20100601

Combustión interna

El cielo reflejado en el espejo me pareció más bien como una mancha oculta. Como un pincelazo de azul accidental sobre el lienzo de la ventana. Los sonidos subían hasta el quinto piso, recorriendo entumecidos la superficie de concreto del edificio. Y yo… con la mirada perdida en mi propia imagen, tratando de descifrarla. Mi piel no tenía color, ni mis ojos luz. Extrañamente, mi ropa se mimetizaba con el entorno casi por completo, como si estuviera hecha de un material transparente. Como si poco a poco se desintegrara, y yo con ella, absortos en el aire.

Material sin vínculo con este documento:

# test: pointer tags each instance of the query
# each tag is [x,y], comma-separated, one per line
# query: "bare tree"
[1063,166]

Hasta que hubo una pequeña explosión dentro de mí. La sangre comenzó a fundir mis huesos y mis músculos ya no eran más que puñados de cenizas. De pronto soy una masa amorfa e incandescente, una bola de fuego. Salgo intempestivamente por la ventana, rompiendo los cristales, alimentándome de cada partícula de aire a mi alrededor. A toda velocidad, me dedico a hacer perforaciones en las nubes. Arriba y abajo, de un lado a otro, aprovechando que ni siquiera se inmutan. Me decido a hacer permutaciones de tiempo y de lugar. Cambio de momento. Cambio de ciudad.

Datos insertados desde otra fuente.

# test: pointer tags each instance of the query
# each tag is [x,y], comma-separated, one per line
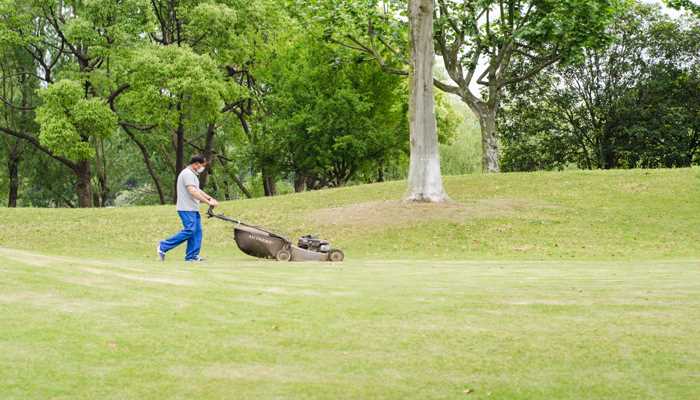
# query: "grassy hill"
[529,286]
[579,215]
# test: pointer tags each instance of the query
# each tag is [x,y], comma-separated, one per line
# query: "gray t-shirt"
[185,201]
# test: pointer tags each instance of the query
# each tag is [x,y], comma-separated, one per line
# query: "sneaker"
[161,254]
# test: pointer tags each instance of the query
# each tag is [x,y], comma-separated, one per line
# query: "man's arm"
[200,195]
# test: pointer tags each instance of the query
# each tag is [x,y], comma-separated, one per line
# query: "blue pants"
[191,232]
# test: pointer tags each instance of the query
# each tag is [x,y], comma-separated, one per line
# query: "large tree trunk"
[424,178]
[84,186]
[490,160]
[13,173]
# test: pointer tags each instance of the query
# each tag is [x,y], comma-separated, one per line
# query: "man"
[188,197]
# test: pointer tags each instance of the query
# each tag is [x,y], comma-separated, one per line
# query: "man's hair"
[198,158]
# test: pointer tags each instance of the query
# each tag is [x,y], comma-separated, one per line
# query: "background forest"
[102,102]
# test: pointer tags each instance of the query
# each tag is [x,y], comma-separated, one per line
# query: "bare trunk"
[207,153]
[299,182]
[149,165]
[179,153]
[102,197]
[13,172]
[83,187]
[424,178]
[268,184]
[490,160]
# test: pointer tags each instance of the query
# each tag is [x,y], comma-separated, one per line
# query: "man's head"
[198,163]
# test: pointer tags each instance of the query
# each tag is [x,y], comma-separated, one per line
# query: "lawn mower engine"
[313,243]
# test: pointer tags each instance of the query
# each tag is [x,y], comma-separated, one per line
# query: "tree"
[327,114]
[631,104]
[424,178]
[482,42]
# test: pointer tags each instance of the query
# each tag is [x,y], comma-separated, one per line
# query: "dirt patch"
[26,257]
[399,212]
[247,372]
[149,279]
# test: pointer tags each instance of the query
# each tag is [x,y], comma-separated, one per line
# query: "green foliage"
[68,119]
[331,114]
[629,105]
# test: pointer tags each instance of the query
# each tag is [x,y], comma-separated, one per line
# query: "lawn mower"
[259,242]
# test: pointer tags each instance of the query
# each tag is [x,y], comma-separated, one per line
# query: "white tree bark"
[424,178]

Los segundos no me pesan al pasar bajo los puentes, entre los rascacielos, jugando entre tejados y cúpulas de iglesias. Los automovilistas están tan concentrados en su diario devenir que no sienten mi presencia. Sólo los perros osan seguirme: para ellos soy la brisa cálida anunciando la llegada del verano, y corren esquivando bicicletas distraídas y pisando flores divertidas. Las parejas en el parque entrelazan sus manos y se besan; alardean al universo lo singular de sus momentos. Los veo y fugazmente les sonrío. Y a aquel tipo solitario que lee sentado en una banca me permito regalarle un puñado de hojas de árbol chamuscadas. Algunas se convierten en plumas y flotan en el lago que descansa frente a él. Entonces ríe sorprendido, pues cae en la cuenta de que lo que quiere es escribir.

Continué mi travesía dirigiéndome hacia el mar. Desde arriba pude ver el movimiento y la textura de las olas. Me acerqué, volando al ras del agua, intentando refrescarme (consciente de lo que eso implica). Sin pensarlo demasiado, subí. Subí hasta que la espuma se confundía con los trozos de algodón flotando. Esta vez sí se movían y no dudaban en envolverme tan gradualmente que robaban mi energía. La guardaron para después asustar a navegantes extraviados con un par de relámpagos hambrientos de embarcación. Y me dejé caer. En el instante del impacto con el agua, ya nada importaba. Nunca importó, realmente. Me hice vapor y me esparcí por la superficie, disolviéndome con el aire tan lenta como tranquilamente.

Al final, frente a mí se encontraba un yo aparentemente idéntico, pero extrañamente diferente. Aunque la esencia de mi reflejo parecía no haber cambiado, la imagen que me devolvía el espejo me reveló al fin parte de un misterio inesperado escondido en mi mirada. Es una lástima que no pueda arrojarme al vacío desde un séptimo piso por curiosidad. Tampoco se trata de matarme así como así. A veces creo que ya lo estoy haciendo, tan despacio que hacen falta estos lapsos de imaginación para intentar evitarlo. Y funcionan.